Chuck Collins, the great-grandson of Oscar Mayer, the cold-cut magnate, wrote a new book, The Wealth Hoarders: How Billionaires Pay Millions to Hide Trillions, which focuses on the great lengths the super-rich go through to avoid taxes and keep their wealth in the family.
The New York Post reported that the book identifies what he dubbed as the lucrative “Wealth Defense Industry.” Collins, who the paper pointed out donated his $500,000 inheritance, said that about 90,000 professionals around the world have dedicated their lives to see to it that their wealthy employer pays as little as possible in taxes. As Collins told the paper,
“The wealth defenders are a booming sector of the white-collar workforce around the world… They are the gatekeepers—the lawyers and accountants with expertise in Trusts and Estates, tax law, incorporation, and business transactions. What the industry euphemistically calls ‘tax efficiency.’”

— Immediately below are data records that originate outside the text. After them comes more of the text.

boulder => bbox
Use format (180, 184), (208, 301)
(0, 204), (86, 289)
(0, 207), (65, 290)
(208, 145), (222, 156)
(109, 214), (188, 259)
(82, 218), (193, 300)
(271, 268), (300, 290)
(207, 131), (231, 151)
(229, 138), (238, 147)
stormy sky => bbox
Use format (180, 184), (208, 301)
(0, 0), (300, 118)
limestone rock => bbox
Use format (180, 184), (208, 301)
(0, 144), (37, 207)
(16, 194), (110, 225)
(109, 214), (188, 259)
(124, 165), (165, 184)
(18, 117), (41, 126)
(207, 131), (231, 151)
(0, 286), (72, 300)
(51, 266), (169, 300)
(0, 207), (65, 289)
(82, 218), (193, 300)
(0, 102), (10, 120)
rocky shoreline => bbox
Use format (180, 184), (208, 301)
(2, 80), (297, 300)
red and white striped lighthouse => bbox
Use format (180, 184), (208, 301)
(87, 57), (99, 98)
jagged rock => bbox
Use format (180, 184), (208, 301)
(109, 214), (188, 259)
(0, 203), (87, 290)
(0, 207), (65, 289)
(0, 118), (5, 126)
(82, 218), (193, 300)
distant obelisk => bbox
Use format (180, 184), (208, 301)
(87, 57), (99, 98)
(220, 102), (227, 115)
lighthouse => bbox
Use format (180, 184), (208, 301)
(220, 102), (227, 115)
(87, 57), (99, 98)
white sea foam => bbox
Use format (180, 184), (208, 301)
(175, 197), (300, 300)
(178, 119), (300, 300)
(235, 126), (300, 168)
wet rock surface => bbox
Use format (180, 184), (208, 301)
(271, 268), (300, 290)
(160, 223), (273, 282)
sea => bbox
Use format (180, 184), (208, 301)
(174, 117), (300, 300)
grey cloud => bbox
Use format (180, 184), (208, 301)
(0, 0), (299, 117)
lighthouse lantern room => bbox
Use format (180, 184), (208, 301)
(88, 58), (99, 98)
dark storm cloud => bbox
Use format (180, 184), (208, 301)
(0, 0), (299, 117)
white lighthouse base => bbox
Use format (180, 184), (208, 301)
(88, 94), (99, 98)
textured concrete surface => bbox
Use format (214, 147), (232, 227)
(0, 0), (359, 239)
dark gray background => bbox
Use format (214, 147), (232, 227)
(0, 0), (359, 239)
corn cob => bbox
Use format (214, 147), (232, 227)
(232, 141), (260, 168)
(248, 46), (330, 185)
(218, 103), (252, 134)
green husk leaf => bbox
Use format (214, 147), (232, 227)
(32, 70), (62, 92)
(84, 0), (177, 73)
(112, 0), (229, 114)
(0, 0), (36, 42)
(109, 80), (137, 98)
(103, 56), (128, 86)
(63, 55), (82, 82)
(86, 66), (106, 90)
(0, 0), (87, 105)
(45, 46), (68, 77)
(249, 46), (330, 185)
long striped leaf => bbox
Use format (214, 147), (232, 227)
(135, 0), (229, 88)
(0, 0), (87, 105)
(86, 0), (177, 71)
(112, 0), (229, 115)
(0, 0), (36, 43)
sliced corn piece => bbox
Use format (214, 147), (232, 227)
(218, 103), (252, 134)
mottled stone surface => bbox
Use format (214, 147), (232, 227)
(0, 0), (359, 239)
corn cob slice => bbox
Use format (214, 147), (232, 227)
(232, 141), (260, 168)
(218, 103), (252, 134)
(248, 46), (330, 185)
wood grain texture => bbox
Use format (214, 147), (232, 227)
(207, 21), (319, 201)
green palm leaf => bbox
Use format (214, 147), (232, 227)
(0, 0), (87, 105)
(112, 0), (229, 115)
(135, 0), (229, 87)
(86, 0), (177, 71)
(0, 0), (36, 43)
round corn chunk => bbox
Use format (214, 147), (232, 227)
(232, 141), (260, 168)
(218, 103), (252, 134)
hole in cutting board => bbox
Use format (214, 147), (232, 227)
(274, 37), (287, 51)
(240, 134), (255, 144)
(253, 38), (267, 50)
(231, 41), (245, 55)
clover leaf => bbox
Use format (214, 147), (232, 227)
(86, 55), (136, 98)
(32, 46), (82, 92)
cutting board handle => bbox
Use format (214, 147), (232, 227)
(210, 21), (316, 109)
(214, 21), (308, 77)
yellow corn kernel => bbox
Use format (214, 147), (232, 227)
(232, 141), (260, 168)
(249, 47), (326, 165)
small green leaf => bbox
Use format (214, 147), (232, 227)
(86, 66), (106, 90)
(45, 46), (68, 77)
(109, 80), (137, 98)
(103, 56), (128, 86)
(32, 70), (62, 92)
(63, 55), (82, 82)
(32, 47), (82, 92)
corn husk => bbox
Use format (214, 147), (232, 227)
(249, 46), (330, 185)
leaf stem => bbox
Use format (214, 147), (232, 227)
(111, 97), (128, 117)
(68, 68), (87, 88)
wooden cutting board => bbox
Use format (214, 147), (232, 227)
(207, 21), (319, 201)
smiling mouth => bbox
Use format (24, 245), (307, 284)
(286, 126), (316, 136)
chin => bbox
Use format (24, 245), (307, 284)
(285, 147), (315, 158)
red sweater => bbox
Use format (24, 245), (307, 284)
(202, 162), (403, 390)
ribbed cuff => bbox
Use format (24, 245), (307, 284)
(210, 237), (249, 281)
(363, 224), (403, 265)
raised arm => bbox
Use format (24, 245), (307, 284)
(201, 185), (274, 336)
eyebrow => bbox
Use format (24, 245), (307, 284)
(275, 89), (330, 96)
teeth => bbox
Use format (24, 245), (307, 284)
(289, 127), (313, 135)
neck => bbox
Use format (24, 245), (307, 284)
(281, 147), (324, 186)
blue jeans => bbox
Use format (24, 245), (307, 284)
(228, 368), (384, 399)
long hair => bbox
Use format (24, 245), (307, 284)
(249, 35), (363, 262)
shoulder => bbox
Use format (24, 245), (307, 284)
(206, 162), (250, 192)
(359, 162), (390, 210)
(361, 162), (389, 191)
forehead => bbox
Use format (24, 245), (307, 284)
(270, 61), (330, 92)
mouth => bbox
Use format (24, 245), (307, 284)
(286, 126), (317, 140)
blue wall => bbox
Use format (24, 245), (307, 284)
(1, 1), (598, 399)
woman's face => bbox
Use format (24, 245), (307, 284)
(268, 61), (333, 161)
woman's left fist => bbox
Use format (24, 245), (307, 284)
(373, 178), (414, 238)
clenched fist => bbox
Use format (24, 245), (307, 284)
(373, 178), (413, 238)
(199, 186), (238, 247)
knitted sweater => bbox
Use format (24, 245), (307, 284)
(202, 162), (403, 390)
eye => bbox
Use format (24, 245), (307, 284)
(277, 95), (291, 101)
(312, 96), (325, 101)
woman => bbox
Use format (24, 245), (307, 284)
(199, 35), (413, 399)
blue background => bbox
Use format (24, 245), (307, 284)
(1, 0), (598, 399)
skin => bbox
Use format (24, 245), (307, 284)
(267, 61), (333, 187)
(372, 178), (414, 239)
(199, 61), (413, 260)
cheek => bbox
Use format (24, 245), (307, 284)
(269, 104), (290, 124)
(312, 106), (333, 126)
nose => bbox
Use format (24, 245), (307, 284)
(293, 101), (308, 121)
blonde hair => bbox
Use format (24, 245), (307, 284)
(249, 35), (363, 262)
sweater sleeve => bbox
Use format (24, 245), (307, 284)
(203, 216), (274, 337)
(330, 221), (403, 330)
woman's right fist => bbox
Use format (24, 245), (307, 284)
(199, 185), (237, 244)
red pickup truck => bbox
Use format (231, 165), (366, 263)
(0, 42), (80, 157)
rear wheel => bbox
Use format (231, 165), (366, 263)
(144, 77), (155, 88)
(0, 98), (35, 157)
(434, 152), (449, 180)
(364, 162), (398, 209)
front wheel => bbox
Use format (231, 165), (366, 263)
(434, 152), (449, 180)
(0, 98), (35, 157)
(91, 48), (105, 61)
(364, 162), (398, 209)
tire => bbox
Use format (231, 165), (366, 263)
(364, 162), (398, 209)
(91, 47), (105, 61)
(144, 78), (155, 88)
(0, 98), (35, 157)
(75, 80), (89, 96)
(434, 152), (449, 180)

He also told the Post there are tens of thousands of people who “wake up every morning and say, ‘How can I help this billionaire pass as much money as possible to his children with the lowest taxes?’ That is their mission in life.” 

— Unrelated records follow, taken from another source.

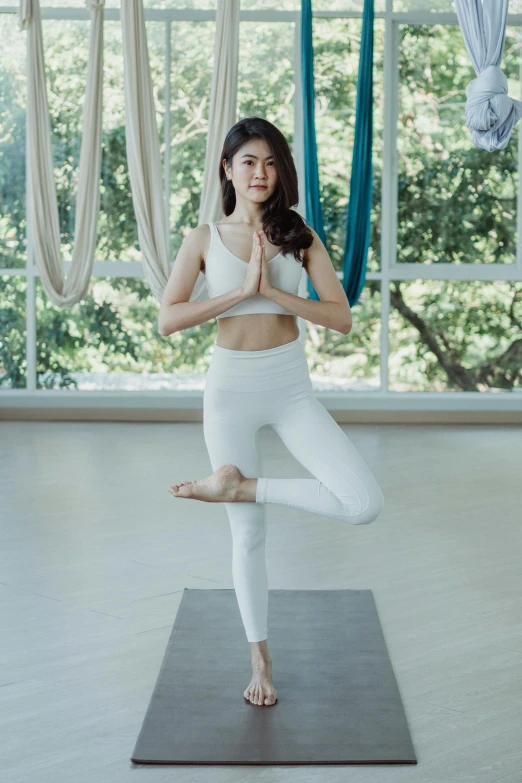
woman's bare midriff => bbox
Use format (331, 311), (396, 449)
(216, 314), (300, 351)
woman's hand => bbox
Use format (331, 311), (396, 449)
(239, 231), (263, 299)
(257, 230), (275, 298)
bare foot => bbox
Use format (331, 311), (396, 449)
(244, 659), (278, 706)
(168, 464), (252, 503)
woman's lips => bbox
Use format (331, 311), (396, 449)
(251, 185), (267, 189)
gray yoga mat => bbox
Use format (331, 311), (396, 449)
(131, 588), (417, 765)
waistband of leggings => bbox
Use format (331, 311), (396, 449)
(207, 336), (309, 390)
(211, 336), (303, 359)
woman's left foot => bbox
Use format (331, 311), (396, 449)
(244, 659), (278, 706)
(168, 464), (248, 502)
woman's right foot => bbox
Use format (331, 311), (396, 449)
(244, 659), (278, 706)
(168, 464), (251, 503)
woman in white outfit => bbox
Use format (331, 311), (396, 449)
(159, 117), (384, 708)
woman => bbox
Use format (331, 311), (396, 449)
(159, 117), (384, 708)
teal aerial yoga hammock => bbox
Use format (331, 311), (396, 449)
(301, 0), (374, 308)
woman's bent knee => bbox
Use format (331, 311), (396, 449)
(347, 487), (384, 526)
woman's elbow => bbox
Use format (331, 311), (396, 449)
(158, 316), (176, 337)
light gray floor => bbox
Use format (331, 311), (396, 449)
(1, 420), (521, 782)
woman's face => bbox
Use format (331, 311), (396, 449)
(224, 138), (278, 203)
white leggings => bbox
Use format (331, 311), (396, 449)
(203, 337), (384, 643)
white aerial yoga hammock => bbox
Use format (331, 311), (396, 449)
(18, 0), (104, 307)
(19, 0), (239, 307)
(190, 0), (239, 304)
(455, 0), (522, 151)
(120, 0), (239, 304)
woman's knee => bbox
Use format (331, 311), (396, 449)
(345, 484), (384, 526)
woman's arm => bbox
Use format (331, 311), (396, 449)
(158, 225), (246, 336)
(160, 288), (246, 336)
(265, 227), (352, 334)
(266, 288), (351, 334)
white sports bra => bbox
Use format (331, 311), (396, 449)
(204, 222), (304, 319)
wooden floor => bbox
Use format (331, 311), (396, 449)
(1, 420), (521, 782)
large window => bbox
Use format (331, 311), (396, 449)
(1, 1), (521, 398)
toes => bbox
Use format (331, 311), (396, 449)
(169, 481), (190, 493)
(245, 683), (276, 706)
(178, 483), (192, 497)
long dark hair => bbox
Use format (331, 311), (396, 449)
(218, 117), (313, 267)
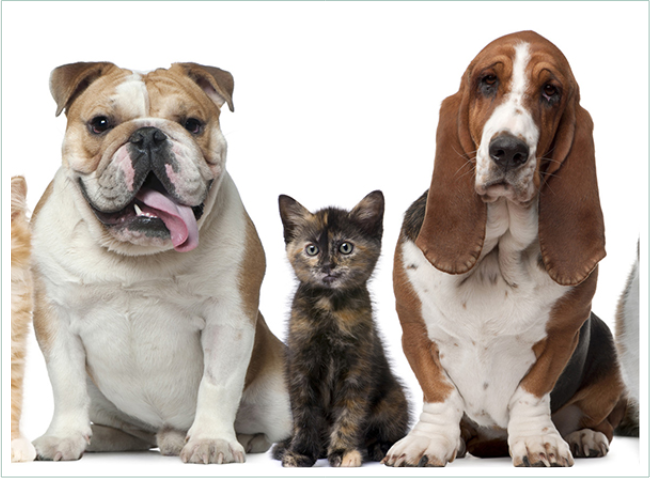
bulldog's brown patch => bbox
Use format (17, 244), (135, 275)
(244, 312), (284, 390)
(31, 180), (54, 223)
(238, 215), (266, 325)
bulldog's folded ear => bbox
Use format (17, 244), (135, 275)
(50, 62), (117, 116)
(176, 62), (235, 112)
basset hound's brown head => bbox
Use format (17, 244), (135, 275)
(416, 30), (605, 286)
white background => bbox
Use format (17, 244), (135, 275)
(2, 1), (647, 476)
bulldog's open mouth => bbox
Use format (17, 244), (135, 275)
(83, 173), (206, 252)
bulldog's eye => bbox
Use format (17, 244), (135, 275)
(88, 116), (113, 135)
(183, 118), (204, 135)
(339, 242), (354, 255)
(305, 244), (319, 256)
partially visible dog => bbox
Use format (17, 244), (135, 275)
(383, 31), (626, 468)
(615, 245), (640, 436)
(11, 176), (36, 462)
(30, 62), (291, 463)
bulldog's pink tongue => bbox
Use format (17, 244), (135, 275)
(136, 189), (199, 252)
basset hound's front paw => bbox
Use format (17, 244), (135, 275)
(564, 429), (609, 458)
(509, 430), (574, 467)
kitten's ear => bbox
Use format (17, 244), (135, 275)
(349, 190), (384, 239)
(279, 195), (312, 245)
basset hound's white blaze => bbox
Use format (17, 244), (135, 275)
(475, 42), (539, 203)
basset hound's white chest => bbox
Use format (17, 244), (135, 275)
(401, 199), (570, 428)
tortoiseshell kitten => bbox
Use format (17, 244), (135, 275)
(274, 190), (409, 467)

The paper, citing the global Tax Justice Network, estimated in 2015, there was about $24 trillion to $32 trillion in hidden wealth—or 10 to 12 percent of the total wealth in the world.
The paper pointed to another report in the Wall Street Journal that said the IRS estimates the country’s 1 percent fail to report about 21 percent of their income to the IRS.
The paper also pointed out that companies like Apple file their patents overseas – owned by subsidiary corporations to enjoy “low or no taxes on royalty income from intellectual property.”
TREND FORECAST: When Donald Trump ran for president in 2016, his three main pledges were to reduce taxes, build the wall stop immigrants from flooding into the U.S., and rebuild the nation’s rotting infrastructure. 
The only promise he kept was to lower taxes… for the richest Americans. According to the Tax Policy Center, the 1 percent got almost 83 percent of the benefits from Trump’s 2017 tax bill. And, as we have detailed, rather than investing in capital expenditures, the mega-companies spent nearly $1 trillion of their tax breaks on stock buybacks… which, in turn, pushed the value of their equities higher. 
We forecast there will be growing political movements against the 1 percent as the “Greatest Depression” worsens and incomes decline… while federal, state, and city taxes are raised on consumer goods and services, school and property, etc.